When two people 'click' they respond faster to each other: Study
Jan 22, 2022
Hanover (New Hampshire) [US], January 22 : A new study has revealed that when two people are on the same page in a conversation, it often happens that their minds just "click."
The study demonstrated that clicking isn't just a figure of speech but is predicted by "response times" in a conversation or the amount of time between when one person stops talking and the other person starts. The findings were published in the 'Proceedings of the National Academy of Sciences'.
"We've all had the experience of clicking with some people but not others. We wanted to see if something in people's conversations reveals when they click," said first author Emma Templeton, Guarini '23, a graduate student in psychological and brain sciences at Dartmouth. "Our results show that the faster people respond to each other, the more connected they feel."

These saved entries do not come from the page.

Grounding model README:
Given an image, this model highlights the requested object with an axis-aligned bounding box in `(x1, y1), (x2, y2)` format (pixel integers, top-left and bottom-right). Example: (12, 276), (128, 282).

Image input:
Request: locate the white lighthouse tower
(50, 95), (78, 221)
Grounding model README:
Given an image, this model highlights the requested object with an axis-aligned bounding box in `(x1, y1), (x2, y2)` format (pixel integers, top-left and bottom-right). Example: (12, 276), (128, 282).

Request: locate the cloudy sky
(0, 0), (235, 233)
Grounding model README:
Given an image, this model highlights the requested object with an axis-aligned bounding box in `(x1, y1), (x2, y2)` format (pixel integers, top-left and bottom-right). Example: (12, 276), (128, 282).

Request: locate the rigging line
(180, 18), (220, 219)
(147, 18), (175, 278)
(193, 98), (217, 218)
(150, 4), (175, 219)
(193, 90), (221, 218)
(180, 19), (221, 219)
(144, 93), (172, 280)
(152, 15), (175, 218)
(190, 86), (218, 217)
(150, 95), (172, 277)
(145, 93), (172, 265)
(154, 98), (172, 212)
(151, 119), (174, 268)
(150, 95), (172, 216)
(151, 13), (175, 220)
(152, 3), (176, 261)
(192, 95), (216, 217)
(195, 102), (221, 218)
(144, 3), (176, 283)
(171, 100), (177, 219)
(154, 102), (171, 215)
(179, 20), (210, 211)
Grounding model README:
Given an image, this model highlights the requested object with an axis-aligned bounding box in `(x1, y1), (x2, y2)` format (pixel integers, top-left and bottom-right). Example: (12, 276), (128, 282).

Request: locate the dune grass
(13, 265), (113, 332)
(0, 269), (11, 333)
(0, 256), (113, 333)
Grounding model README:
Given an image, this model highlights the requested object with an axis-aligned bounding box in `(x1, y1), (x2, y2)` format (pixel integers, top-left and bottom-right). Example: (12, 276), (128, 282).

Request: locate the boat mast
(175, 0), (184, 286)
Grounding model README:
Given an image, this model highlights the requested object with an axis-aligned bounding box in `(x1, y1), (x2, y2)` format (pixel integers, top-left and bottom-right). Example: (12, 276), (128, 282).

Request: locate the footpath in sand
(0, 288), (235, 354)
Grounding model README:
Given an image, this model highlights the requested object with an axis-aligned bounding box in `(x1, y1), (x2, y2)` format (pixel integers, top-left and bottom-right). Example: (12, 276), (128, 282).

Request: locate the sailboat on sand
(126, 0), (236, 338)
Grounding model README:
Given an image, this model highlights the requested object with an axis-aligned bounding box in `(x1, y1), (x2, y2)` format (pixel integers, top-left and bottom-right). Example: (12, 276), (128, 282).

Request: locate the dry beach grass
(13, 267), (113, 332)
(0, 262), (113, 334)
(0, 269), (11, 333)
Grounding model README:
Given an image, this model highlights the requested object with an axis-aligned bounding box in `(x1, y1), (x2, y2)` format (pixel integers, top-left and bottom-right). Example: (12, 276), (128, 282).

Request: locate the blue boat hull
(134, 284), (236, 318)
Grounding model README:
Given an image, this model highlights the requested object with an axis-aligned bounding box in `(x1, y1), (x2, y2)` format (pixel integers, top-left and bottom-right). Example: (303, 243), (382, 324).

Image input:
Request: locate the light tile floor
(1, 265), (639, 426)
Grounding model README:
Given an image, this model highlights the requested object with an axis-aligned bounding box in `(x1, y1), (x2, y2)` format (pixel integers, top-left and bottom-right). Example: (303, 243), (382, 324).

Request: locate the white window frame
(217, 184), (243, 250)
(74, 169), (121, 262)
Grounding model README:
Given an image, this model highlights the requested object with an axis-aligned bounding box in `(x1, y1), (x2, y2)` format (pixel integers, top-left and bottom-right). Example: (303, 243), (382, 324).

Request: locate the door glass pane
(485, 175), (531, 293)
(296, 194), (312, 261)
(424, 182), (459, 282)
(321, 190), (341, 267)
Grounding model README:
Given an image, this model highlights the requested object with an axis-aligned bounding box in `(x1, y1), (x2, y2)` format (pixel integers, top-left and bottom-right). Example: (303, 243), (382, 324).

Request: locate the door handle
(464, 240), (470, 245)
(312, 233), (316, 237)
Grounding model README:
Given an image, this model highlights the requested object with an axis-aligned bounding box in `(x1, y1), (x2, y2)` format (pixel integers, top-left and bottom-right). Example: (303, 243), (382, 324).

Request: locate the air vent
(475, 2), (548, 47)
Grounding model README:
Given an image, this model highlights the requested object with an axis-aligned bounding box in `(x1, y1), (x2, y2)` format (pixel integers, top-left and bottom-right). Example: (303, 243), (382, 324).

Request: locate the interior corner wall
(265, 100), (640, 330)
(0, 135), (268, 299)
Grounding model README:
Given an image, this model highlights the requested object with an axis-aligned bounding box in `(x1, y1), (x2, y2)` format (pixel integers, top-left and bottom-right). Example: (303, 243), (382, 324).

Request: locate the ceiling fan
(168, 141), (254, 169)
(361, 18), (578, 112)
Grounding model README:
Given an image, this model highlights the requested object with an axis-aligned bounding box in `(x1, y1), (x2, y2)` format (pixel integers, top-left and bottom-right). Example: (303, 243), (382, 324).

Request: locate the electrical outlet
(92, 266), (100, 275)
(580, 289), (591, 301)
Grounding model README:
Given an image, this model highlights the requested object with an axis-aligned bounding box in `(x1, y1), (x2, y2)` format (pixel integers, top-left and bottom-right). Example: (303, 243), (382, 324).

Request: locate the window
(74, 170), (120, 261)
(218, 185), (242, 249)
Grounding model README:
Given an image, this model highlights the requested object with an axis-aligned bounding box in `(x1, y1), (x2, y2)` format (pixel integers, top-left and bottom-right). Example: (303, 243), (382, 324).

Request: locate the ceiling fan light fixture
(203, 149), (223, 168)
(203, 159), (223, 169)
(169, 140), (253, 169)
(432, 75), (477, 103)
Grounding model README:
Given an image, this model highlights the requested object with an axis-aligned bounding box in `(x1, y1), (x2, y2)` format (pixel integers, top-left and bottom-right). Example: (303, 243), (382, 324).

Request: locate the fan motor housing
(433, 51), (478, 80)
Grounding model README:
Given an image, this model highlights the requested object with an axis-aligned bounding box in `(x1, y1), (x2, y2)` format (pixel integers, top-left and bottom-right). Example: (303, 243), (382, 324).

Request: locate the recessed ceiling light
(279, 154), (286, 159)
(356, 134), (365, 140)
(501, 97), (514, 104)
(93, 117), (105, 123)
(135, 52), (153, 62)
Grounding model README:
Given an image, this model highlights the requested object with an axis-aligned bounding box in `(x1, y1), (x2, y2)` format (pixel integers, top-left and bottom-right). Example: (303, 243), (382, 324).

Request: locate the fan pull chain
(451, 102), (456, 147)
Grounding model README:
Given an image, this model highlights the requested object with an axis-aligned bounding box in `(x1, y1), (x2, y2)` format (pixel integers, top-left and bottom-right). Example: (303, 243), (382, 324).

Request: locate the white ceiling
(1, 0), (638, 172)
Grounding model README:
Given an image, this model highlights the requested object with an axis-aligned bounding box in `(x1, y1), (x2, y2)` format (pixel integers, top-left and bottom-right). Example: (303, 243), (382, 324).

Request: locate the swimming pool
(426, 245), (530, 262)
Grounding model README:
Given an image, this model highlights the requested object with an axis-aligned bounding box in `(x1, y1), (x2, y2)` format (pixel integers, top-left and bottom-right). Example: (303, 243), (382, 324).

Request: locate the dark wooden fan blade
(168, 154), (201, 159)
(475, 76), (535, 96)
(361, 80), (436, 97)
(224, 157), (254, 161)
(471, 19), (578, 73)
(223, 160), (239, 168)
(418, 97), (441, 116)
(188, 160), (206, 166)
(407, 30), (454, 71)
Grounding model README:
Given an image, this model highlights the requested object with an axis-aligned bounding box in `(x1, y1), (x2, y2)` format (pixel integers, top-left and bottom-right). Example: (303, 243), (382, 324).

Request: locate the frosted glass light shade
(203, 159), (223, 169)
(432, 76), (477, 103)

The research consisted of three studies. The first study examined response time and social connection between strangers. Sixty-six participants took part in 10 conversations -- each with a different conversation partner of the same gender. They could discuss any topic of their choosing and their conversation was videotaped. After the conversation was over, participants watched the video playback and rated how connected they felt moment by moment, throughout the dialogue. Conversations with faster response times correlated with feelings of greater social connection.
To determine if this result also applied to close friends, members of the first study and their close friends were invited to have conversations in a second study. Although close friends rated their conversations more favourably overall than strangers, the response time data were similar -- faster response times in friend conversations also predicted moments of greater social connection.
To test whether outside observers also used response times to infer when two people "click", respondents from Amazon's Mechanical Turk listened to audio clips of conversations for which the response times had been manipulated to be faster, slower or the original speed (control condition). Consistent with the results from the earlier two studies, outside observers thought two speakers were more connected when their conversations contained faster rather than slower response times. Because these conversation clips were identical except for response times, this study demonstrated that response times alone are a powerful signal of social connection.
"It's well-established that, on average, there's about a quarter of a second gap between turns during a conversation. Our study is the first to look at how meaningful that gap is, in terms of connection," said senior author Thalia Wheatley, the Lincoln Filene Professor in Human Relations at Dartmouth, and principal investigator of the Dartmouth Social Systems Laboratory. "When people feel like they can almost finish each other's sentences, they close that 250-millisecond gap, and that's when two people are clicking."